What is the Meaning & Definition of blood pressure monitor

Normal blood pressure is important for blood flow adapts to the needs of the human body. Each beat of the heart pushes the blood to different parts of the body and blood pressure ranges from high when it is close to the heart and low when it moves away from it. What is known as blood or blood pressure is the force of the blood on the walls of the arteries. As a general rule, the blood pressure is highest when the heart pumps more blood. And precisely in order to measure the pressure or blood pressure, there is a very useful tool, the monitor.

What is a blood pressure monitor, its types and parts

The monitor, also known as a blood pressure cuff, is a medical instrument that establishes the indirect measurement of blood pressure. There are various types: Mercury, aneroid and digital. This instrument consists of a sleeve with a bouncy camera, a graduated gauge, a tube that connects the gauge to a PEAR of rubber and a valve that controls the air outlet.
Blood pressure is important to know how a person is located in relation to its circulatory function.

How to correctly measure the voltage

The person should be seated with his back resting on the back of a Chair and spattered arm. Then wrap the sphygmomanometer around the bare upper arm (the lower edge should be at two centimetres above the elbow). The diaphragm of the stethoscope at the lower edge, exactly between the arm and the blood pressure monitor is placed. Then it begins to inflate the monitor using the PEAR, in such a way that the meter gets to 180 millimeters of mercury. In the next step the valve opens slightly to allow the pressure to go down slowly. And as low pressure the stethoscope is used to record the blood pressure reading (a value corresponds to the systolic pressure and another refers to the diastolic pressure). A value of blood pressure within normal limits would be 120 over 80 millimeters of mercury and if levels higher or lower are recorded should consult a doctor.

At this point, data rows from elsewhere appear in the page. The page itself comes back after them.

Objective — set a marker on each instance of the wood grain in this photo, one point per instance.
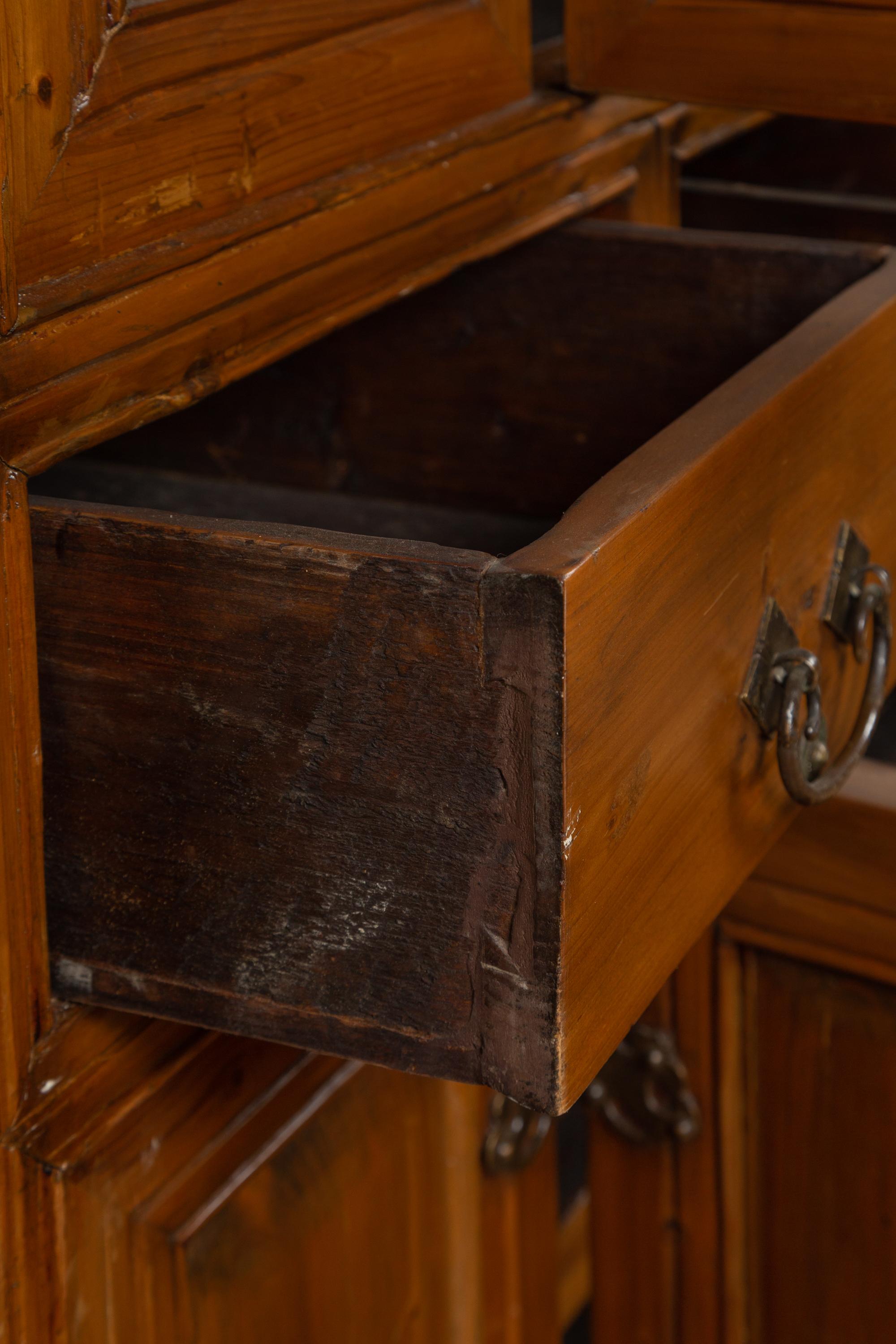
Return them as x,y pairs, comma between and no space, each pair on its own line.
810,60
194,150
648,771
524,850
82,378
27,1222
824,1172
284,773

A painful instrument in the beginning

Current monitors (both manual and digital) do not produce any pain or discomfort. However, the first appearing in century XVlll Yes were really uncomfortable, as used glass tubes connected to an artery. Time measuring probes were entering the main arteries. These invasive methods disappeared at the end of the nineteenth century, when monitors were introduced as we now know them.